In [1]:
import os

# En nuestro ordenador personal, si no esta definida la variable JAVA_HOME, deberemos indicarla
# os.environ["JAVA_HOME"] = "/usr/lib/jvm/java-17-openjdk-amd64"

# En los laboratorios docentes, sera necesario utilizar la siguiente
# os.environ["JAVA_HOME"] = "/usr/"

os.environ["JAVA_HOME"]

'/home/maes/.sdkman/candidates/java/current'

In [34]:
import pyspark

from pyspark.sql import SparkSession
from pyspark.sql.types import *
from pyspark.sql.functions import *

spark = (SparkSession.builder
    .master("local[*]")
    .config("spark.driver.cores", 1)
    .appName("Bike rental")
    .getOrCreate())
spark

# Bike Dataset

In this example we are going to explore a dataset generated from a bike rental system deployed in San Francisco area.
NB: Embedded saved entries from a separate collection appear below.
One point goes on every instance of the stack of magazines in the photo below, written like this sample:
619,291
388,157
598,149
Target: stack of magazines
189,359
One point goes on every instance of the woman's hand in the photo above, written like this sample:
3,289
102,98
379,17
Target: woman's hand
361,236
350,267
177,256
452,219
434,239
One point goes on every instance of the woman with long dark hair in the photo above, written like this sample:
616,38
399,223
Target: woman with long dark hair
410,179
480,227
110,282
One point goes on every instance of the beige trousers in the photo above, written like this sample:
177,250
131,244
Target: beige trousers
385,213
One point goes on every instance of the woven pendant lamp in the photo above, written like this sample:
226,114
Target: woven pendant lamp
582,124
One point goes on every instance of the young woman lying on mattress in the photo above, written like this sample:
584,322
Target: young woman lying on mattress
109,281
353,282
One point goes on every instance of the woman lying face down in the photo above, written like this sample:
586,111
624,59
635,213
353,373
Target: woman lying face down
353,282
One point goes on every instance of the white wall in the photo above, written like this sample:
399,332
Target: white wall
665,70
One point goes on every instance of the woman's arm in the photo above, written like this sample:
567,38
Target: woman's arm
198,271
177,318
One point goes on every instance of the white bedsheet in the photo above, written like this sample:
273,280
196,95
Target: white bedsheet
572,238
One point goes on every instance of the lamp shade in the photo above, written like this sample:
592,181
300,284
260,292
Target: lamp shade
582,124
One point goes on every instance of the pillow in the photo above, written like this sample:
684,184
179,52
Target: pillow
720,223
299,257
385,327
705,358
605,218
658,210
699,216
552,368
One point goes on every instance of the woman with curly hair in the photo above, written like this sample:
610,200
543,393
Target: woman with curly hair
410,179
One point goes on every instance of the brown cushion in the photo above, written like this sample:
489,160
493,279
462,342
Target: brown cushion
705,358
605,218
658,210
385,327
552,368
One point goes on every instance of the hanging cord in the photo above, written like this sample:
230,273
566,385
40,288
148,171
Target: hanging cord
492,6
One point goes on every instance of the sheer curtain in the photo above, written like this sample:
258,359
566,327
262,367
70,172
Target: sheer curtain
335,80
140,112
The dataset consist of two data sources: 
- information about the renting stations
- information about trips done using this service

Next, we will explore both of them and compute some new information

## Stations

### Initial exploration

The first dataset contains information about the renting stations. We can use spark's csv reader to take a look at the data. Because the dataset contains an initial entry with the field names, we must provide the reader with the corresponding option take the header into account.

In [3]:
stations = spark.read.option("header", "true").csv("data/bike-data/201508_station_data.csv")

In [4]:
stations.show(2)

+----------+--------------------+---------+-----------+---------+--------+------------+
|station_id|                name|      lat|       long|dockcount|landmark|installation|
+----------+--------------------+---------+-----------+---------+--------+------------+
|         2|San Jose Diridon ...|37.329732|-121.901782|       27|San Jose|    8/6/2013|
|         3|San Jose Civic Ce...|37.330698|-121.888979|       15|San Jose|    8/5/2013|
+----------+--------------------+---------+-----------+---------+--------+------------+
only showing top 2 rows



In [5]:
stations.printSchema()

root
 |-- station_id: string (nullable = true)
 |-- name: string (nullable = true)
 |-- lat: string (nullable = true)
 |-- long: string (nullable = true)
 |-- dockcount: string (nullable = true)
 |-- landmark: string (nullable = true)
 |-- installation: string (nullable = true)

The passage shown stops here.